Eine Retrospektive braucht, genau wie andere Workshops, eine Vorbereitung und eine Moderation. Findet keine gute Moderation statt, wird das ganze zum Kaffeekränzchen und man kann sich die Zeit sparen. Im Idealfall orientiert man sich an den fünf Phasen, die eine Retrospektive durchlaufen sollte: Set the Stage (Ankommen), Gather Data (Themen sammeln), Generate Insights (Erkenntnisse gewinnen), Decide what to do (Entscheiden, was zu tun ist) und Closing (Abschluss). So bekommt man einen roten Faden durch die Retrospektive und es fällt leichter den Fokus zu behalten.
Manchmal nehmen Team-Mitglieder einfach gar nicht teil. Der Product Owner muss in dieses andere wichtige Meeting und es gibt da ja noch diesen Bug, der unbedingt gefixt werden muss.

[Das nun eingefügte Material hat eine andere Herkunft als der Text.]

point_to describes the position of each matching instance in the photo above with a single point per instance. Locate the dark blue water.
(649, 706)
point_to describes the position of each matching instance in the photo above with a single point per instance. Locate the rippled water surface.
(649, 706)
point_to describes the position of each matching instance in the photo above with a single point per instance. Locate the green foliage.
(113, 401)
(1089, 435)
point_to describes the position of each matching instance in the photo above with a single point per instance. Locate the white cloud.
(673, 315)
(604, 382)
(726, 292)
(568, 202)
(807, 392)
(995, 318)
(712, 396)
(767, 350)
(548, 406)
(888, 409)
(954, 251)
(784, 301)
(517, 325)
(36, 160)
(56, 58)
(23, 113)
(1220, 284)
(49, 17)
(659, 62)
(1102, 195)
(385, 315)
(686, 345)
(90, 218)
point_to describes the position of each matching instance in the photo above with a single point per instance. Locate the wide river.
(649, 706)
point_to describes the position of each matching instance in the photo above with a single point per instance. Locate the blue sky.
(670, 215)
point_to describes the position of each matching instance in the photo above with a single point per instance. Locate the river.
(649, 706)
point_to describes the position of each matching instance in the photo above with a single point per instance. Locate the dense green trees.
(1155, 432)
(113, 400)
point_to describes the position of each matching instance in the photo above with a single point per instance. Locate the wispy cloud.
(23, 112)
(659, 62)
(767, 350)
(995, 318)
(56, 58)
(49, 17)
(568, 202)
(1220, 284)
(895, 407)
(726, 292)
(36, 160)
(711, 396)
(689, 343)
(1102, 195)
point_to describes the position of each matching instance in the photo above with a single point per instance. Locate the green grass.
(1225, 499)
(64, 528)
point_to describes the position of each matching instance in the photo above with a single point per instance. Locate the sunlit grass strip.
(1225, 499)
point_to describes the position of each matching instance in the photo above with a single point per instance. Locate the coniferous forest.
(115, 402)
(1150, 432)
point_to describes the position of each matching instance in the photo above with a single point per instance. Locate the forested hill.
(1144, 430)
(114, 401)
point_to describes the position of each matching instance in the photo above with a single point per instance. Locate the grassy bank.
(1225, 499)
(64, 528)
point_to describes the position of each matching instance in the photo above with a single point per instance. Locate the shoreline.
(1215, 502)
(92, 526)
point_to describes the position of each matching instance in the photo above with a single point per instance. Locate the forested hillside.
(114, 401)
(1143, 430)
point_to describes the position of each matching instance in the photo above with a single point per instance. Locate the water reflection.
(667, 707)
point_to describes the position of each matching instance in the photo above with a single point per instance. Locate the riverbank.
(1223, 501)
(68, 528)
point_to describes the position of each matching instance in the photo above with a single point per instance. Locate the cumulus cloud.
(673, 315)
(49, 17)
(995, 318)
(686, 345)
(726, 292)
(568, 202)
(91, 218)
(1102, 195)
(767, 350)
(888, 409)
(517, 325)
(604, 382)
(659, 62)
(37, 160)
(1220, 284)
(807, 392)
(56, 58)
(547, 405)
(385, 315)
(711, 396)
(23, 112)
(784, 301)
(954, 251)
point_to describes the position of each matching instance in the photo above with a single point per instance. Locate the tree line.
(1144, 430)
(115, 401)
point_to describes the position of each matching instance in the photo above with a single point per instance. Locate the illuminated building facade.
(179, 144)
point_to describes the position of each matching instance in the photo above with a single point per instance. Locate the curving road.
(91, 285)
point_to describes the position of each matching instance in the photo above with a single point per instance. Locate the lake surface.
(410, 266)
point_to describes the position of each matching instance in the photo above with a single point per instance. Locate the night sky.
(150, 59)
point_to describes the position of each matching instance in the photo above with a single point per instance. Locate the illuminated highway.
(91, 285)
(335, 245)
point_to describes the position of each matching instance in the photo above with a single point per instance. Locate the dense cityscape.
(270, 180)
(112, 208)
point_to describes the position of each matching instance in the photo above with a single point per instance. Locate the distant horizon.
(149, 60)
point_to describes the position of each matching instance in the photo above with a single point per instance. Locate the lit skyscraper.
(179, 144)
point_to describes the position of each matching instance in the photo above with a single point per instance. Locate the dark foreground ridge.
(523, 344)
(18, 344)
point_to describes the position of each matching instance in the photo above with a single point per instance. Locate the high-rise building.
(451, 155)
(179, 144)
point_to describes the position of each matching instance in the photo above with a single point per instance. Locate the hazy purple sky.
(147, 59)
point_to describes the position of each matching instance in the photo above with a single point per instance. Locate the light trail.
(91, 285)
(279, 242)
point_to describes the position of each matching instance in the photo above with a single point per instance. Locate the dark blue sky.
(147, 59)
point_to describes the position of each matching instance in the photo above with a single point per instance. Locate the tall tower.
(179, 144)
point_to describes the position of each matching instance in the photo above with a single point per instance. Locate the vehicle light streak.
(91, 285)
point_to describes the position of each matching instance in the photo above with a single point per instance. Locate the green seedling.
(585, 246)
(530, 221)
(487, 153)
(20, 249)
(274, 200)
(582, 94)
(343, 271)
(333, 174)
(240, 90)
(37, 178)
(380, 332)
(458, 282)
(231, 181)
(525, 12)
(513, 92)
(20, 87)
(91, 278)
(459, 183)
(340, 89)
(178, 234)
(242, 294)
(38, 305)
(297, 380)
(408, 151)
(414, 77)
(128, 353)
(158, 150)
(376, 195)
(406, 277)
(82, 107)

Teilzeit-Mitgliedern wird gesagt, sie sollen Ihre Arbeitszeit lieber mit „richtiger Arbeit“ verbringen.
Manchmal zeigt sich das Problem aber etwas subtiler: Manche Team-Mitglieder sind zwar physisch anwesend, beteiligen sich aber nicht. Sie sprechen Themen nicht an, bringen ihre Sicht der Dinge nicht ein, oder überlassen nur zu gerne den anderen die Bühne. Häufig wird so dann immer wieder an unwichtigen Themen gearbeitet, dringend nötige Konflikte, die unter der Oberfläche schlummern, werden nicht zu tage gefördert, sondern schwelen weiter im Verborgenen, oder Maßnahmen sind halbherzig und oberflächlich.
Manchmal liegt der Grund für fehlende Beteiligung darin, dass die Teilnehmer den Glauben an den Wert von Retrospektiven bereits verloren haben oder fühlen sich unsicher Dinge anzusprechen.
Es gibt viele Retrospektiven Formate die darauf ausgelegt sind jeden zu beteiligen. Ich persönlich habe sehr gute Erfahrungen mit LEGO Serious Play Retrospektiven gemacht aber auch mit anderen Formaten. Wichtig ist nur, dass das Format eine paritätische Beteiligung sicher stellt, so dass alle Stimmen gehört werden. Jedes Teammitglied sollte einen persönlichen Nutzen aus der Retrospektive ziehen. Sie müssen das Gefühl haben ihre Zeit in der Retrospektive sinnvoll investiert zu haben. Daran sollte mit dem gesamten Team gearbeitet werden.
Immer wieder kommt es vor, dass Vorgesetzte an Retrospektiven teilnehmen wollen um mitzubekommen, „was so los ist“. Auch wurde es schon gefordert, dass über die Retrospektive minutiöse Protokolle geführt werden sollten, die für jeden in der Organisation verfügbar sein sollten. Damit sollte erreicht werden, dass jeder über die Probleme der anderen informiert war und man sich nicht mehrfach um die gleichen oder ähnlichen Dinge kümmerte. Was tatsächlich erreicht wurde war, dass viele wirklich wichtigen Dinge in Retrospektiven einfach nicht mehr angesprochen wurden und damit auch keiner Lösung zugeführt werden konnten. Das Resultat waren nutzlose Wischi-Waschi-Retrospektiven die teilweise nur aus Folklore-Gründen abgehalten wurden.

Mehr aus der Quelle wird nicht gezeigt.